Using Facebook to incite London riots: Is a 4-year sentence too harsh?

Two Facebook users in their 20s used the network to promote debauchery as if it were a social event — and they're paying a surprisingly steep price

Police arrest suspects associated with last week's London riots
(Image credit: WPA Pool/Getty Images)

Swept up in the London riots last week, 20-year-old Jordan Blackman created a Facebook event advertising "massive Northwich lootin'" at a specific date, time, and location. Nobody showed up. A tipsy Perry Sutcliffe-Keenan, 22, posted a similar message, but removed his post from Facebook the next day. Even though their Facebook activity provoked no actual crimes or riots, both men were arrested and have just been handed four-year jail sentences for using the social-media site to "organize and orchestrate" disorder. That's the harshest penalty yet in the post-riot aftermath, part of the "tough message" British Prime Minister David Cameron says he wants to send his country. Too tough in this case?
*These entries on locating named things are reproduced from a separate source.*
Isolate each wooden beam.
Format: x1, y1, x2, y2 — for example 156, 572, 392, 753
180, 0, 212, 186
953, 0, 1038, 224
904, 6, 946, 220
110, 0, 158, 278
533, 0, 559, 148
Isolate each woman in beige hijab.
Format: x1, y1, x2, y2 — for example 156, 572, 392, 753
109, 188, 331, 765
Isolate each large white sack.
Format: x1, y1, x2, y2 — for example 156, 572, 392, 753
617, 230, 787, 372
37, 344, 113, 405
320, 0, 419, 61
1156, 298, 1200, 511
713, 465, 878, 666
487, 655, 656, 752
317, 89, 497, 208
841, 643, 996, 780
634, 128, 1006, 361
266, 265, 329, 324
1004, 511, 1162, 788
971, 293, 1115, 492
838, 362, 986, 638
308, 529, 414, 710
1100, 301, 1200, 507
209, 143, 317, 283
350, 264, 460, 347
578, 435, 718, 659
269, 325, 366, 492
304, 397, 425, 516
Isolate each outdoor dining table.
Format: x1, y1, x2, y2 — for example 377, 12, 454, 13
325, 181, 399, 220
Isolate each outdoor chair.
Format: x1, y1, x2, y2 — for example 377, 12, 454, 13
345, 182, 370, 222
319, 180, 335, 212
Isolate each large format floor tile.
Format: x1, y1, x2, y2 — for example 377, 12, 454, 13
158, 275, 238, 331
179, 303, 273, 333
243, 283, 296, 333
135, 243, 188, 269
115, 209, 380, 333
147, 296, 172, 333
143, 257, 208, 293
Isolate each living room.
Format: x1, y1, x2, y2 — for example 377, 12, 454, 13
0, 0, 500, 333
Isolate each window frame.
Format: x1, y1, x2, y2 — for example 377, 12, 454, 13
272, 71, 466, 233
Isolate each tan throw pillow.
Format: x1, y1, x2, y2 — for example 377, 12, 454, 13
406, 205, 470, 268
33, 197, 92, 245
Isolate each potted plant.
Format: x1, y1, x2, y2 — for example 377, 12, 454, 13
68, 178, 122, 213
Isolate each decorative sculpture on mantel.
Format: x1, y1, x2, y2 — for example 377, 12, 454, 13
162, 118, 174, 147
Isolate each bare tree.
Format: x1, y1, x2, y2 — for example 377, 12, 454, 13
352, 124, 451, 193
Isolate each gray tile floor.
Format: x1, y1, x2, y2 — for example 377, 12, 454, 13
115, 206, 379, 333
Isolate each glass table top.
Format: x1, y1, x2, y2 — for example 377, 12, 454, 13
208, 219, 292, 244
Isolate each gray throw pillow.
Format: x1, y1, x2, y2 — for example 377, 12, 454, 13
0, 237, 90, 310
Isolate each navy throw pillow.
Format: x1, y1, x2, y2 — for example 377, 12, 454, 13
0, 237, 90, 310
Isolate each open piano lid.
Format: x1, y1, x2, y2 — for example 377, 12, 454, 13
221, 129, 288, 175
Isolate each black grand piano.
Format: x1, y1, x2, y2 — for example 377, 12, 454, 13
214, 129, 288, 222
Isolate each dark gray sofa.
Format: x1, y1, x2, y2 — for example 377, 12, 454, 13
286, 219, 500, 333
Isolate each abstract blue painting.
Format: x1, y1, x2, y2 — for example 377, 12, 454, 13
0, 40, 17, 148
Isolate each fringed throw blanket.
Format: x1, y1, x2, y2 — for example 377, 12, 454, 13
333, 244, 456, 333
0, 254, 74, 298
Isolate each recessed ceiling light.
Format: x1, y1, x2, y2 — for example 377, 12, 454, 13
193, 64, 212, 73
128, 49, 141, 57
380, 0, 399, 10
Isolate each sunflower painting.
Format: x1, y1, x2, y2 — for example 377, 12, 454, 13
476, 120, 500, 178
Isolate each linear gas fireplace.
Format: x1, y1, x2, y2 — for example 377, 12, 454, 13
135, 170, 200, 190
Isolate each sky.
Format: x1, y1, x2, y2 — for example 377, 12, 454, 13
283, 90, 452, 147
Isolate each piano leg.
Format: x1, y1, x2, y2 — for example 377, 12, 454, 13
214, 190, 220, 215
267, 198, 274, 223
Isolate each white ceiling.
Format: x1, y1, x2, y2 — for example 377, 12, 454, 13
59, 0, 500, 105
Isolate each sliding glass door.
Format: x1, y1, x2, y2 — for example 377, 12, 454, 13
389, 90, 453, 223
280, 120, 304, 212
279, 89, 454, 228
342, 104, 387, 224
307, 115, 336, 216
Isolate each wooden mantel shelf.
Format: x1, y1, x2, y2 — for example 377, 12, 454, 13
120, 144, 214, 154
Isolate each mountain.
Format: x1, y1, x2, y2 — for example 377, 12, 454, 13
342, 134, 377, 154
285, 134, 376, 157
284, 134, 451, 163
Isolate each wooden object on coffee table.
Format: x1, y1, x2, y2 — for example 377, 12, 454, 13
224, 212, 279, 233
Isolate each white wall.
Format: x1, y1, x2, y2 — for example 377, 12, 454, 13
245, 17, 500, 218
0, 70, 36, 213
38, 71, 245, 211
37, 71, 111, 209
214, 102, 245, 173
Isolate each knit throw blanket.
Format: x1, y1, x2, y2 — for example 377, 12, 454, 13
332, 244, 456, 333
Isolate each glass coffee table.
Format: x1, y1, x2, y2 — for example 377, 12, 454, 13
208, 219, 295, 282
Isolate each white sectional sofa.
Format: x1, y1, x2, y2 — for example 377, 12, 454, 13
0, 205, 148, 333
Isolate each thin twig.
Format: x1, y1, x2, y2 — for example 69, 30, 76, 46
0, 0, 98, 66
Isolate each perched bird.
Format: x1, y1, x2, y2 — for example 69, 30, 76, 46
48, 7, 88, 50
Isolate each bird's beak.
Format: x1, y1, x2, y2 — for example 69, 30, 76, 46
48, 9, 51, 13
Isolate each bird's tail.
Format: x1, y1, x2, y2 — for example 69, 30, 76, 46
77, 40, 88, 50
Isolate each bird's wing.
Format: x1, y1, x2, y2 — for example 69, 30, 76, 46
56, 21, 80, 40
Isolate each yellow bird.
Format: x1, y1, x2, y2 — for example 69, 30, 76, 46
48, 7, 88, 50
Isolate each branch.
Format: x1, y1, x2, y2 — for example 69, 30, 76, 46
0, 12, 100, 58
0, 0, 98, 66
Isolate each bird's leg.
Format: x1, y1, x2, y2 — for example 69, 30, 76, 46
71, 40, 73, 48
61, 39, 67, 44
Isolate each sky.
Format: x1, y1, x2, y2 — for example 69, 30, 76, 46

Things are getting out of hand…again: "Toughness is fine," says William Underhill at The Daily Beast. "But only when tempered with good sense." The sentencing of Blackshaw and Sutcliffe-Keenan follows other instances of overkill: A 23-year-old sentenced to six months in jail for thieving a $6 water bottle, and five months for a mother caught wearing a pair of shorts her flatmate had stolen. There's a "rising danger of wild inconsistency" when courts do away with sentencing guidelines. Certainly, the "crazy crackdown" won't go down well with angry Brits.

"London riots: Britain's crazy crackdown on young protesters"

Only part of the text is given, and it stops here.